In these cases there was a petition for a rehearing, upon which the following order was passed :
Per Curiam.
We have carefully considered this petition for a rehearing of the above stated cases. As we understand it, the application is based on tw*o grounds.
First, for the reason as supposed that the court made a mistake in holding that “all the marshes in question are below high-water mark, while the testimony is that a large portion of the marshes are not covered by the ordinary or daily tides.” This court did not undertake to decide how much of the marshes lie below high-water mark, but simply to announce the common law *511rule as to the rights of riparian proprietors bounding on tidal navigable streams, and to hold that so much-of the marshes as lie below that line (whatever it may be) could not pass by the certificate of tax sale which called for tidal navigable streams as boundaries; or, as stated in the decree, “excluding all the marsh lying below that line and subject to the daily ebb and flow of the tide,” &c.
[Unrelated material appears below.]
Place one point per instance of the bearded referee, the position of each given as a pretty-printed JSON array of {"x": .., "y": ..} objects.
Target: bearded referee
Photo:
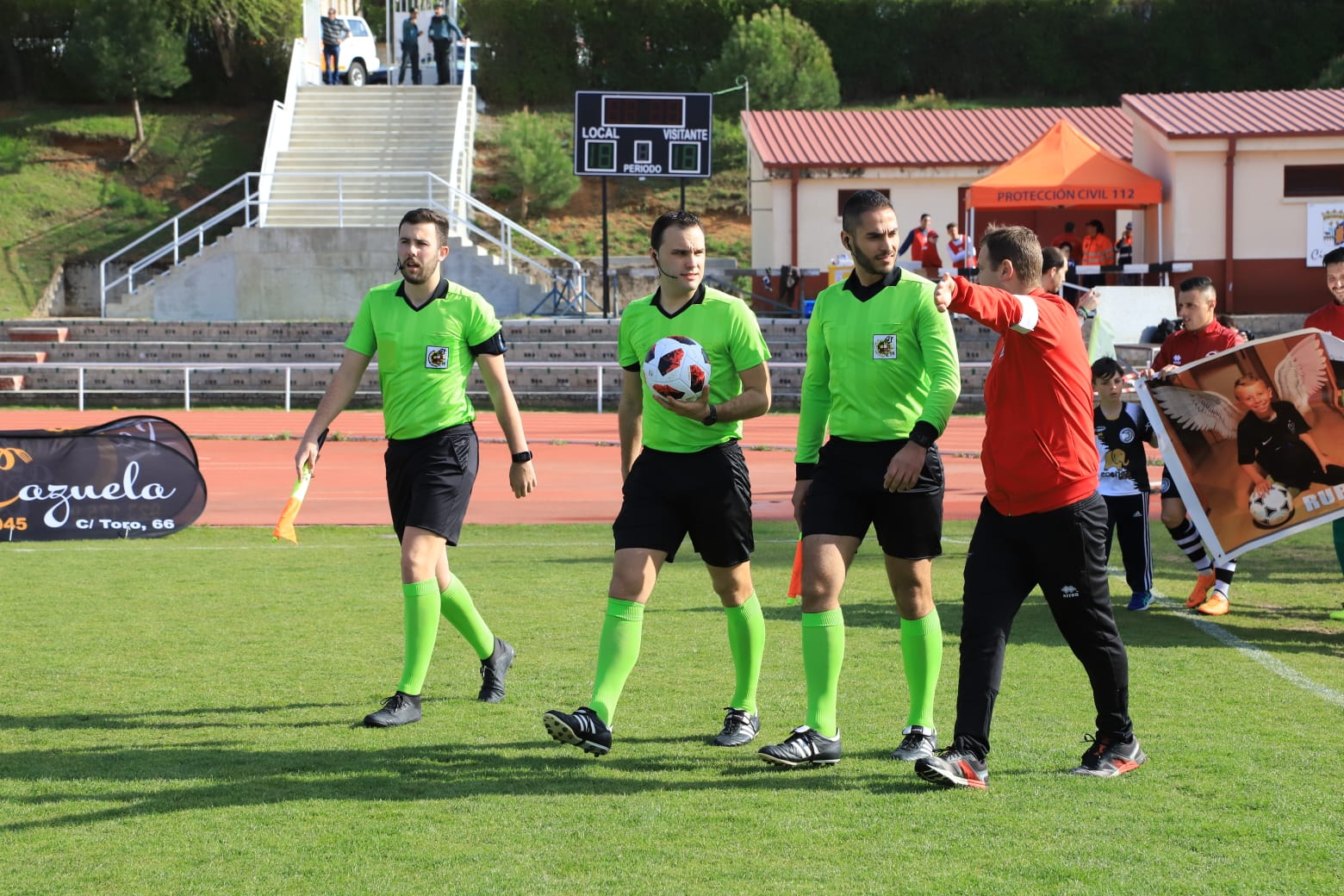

Second. That it was á mistake in the court to assume that the Circuit judge (Wallace) found, as a matter of fact, that the marshes were “vácant” at the time of the tax sale in 1863. There was no mistake. As we understand, Judge Wallace did hold that the marshes (with the exception of the portion covered by the grants to Fripp) were “vacant” even down to 1877, and in 1879. In the case of The State v. C. O. Pinckney, Jr., he said: “Windsor, Pengelly, and Freland, all testify that the salt marshes were vacant in 1877. White testifies that Davis, defendant’s grantor, refused to pay for rock dug in the marshes in 1879.” A finding that the marshes were “vacant” in 1877 or 1879 involved necessarily a finding that they were vacant up to that time, including of course 1863. If vacant in 1877, they must have been vacant in 1863. Land is never again vacant after the title has once passed out of the state. In the case of William B. Davis, Judge Wallace says expressly: “The tax sale certificate does not convey this marsh for the reasons stated in the decree in the case of The State v. Pinckney, Jr., above referred to. It is also in proof that the marshes have not been occupied or held adversely, and were therefore ‘vacant’ prior to 1863. It is therefore adjudged that the State of South Carolina is the ’owner and is entitled to recover all the marsh land described in paragraph 47 of the information,” &c.